I think the not-so-average Joe won't give a crap about the bike at
that price. With the cash to spend on an interesting bike he will go
the extra grand on a BMW HP2, or grab a 1200 GS Adventure and pocket
the change. The problem all comes down to performance, and people
with the money to spend will want to spend it on a performance toy,
not a 2-wheeled lawn tractor that smells like a semi-truck.
>It's what they
>price them at when they are ramping up civilian production in future
>years that counts.
But was does the future hold? I'll bet these guys have no special
treatment from Kawasaki, nor any guarantee that the KLR will even be
around next year. I think it's a partially seat-of-the-pants
operation. If they were really in bed with KHI, they (KHI) wouldn't
force them to buy the complete rolling chassis with all the stock
bodywork, etc. If KHI sees a replacement for the KLR, they certainly
aren't going to keep making it soley for HDT's few hundred diesel
bikes a year that they'll produce and maybe sell.

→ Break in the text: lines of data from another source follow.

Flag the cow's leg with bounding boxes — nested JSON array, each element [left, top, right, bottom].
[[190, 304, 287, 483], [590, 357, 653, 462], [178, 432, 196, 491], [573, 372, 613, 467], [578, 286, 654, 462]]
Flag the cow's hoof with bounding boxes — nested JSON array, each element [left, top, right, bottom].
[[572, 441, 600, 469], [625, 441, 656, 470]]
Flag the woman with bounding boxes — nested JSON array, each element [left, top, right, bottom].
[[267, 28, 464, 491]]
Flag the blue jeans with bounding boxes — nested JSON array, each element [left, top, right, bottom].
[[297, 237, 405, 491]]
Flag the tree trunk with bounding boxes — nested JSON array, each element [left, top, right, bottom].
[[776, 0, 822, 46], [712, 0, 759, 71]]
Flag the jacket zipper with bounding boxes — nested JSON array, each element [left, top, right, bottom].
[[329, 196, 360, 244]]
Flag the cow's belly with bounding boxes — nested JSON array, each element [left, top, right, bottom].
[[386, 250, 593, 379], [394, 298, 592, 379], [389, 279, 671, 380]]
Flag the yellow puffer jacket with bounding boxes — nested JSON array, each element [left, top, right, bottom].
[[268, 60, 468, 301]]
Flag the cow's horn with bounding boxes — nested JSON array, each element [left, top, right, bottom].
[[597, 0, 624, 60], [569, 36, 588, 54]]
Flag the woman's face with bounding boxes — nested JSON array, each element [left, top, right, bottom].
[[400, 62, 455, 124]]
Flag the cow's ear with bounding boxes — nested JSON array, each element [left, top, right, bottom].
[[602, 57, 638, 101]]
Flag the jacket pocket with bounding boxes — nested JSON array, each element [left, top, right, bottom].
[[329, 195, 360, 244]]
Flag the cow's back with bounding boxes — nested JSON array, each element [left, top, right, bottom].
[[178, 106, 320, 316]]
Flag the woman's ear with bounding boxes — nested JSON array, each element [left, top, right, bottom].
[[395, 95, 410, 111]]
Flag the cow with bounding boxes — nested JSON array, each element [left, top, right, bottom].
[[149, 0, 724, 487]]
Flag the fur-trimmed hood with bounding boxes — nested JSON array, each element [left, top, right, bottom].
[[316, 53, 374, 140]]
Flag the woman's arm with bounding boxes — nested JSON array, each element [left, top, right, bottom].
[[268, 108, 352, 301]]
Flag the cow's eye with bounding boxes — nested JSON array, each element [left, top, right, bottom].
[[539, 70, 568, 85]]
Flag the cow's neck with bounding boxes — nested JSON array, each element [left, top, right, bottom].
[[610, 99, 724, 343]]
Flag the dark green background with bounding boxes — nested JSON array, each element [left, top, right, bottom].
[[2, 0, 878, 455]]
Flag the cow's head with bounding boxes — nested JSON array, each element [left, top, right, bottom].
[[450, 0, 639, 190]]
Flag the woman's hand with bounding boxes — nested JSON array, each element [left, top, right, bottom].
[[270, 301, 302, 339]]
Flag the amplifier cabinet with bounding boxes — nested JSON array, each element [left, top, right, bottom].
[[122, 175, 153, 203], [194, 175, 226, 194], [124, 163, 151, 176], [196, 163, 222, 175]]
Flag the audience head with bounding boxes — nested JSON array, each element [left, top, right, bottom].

IIRC, a year ago, there were only 125 Diesel bikes actually deployed,
and I think the original order was for 600. I don't see the Marines
wanting to buy shitloads of these, maybe just a couple thousand total.
>Personally, I hope they are willing to sell the
>engine for retrofit projects. In future years, I wouldn't mind having
>a deisel engine option when my original KLR gas engine needs
>replacement.
That would be a likely way to go, especially if KHI drops the KLR650
from the lineup. Who knows, maybe KHI will sell HDT the KLR tooling
at a yard sale price since it paid for itself a decade ago.
>Just my opinion, and pure speculation on my part.
Me too.
I think the Diesel KLR is very cool. Not $18,999 cool; more like
$8,999 cool and I'd buy one at that price.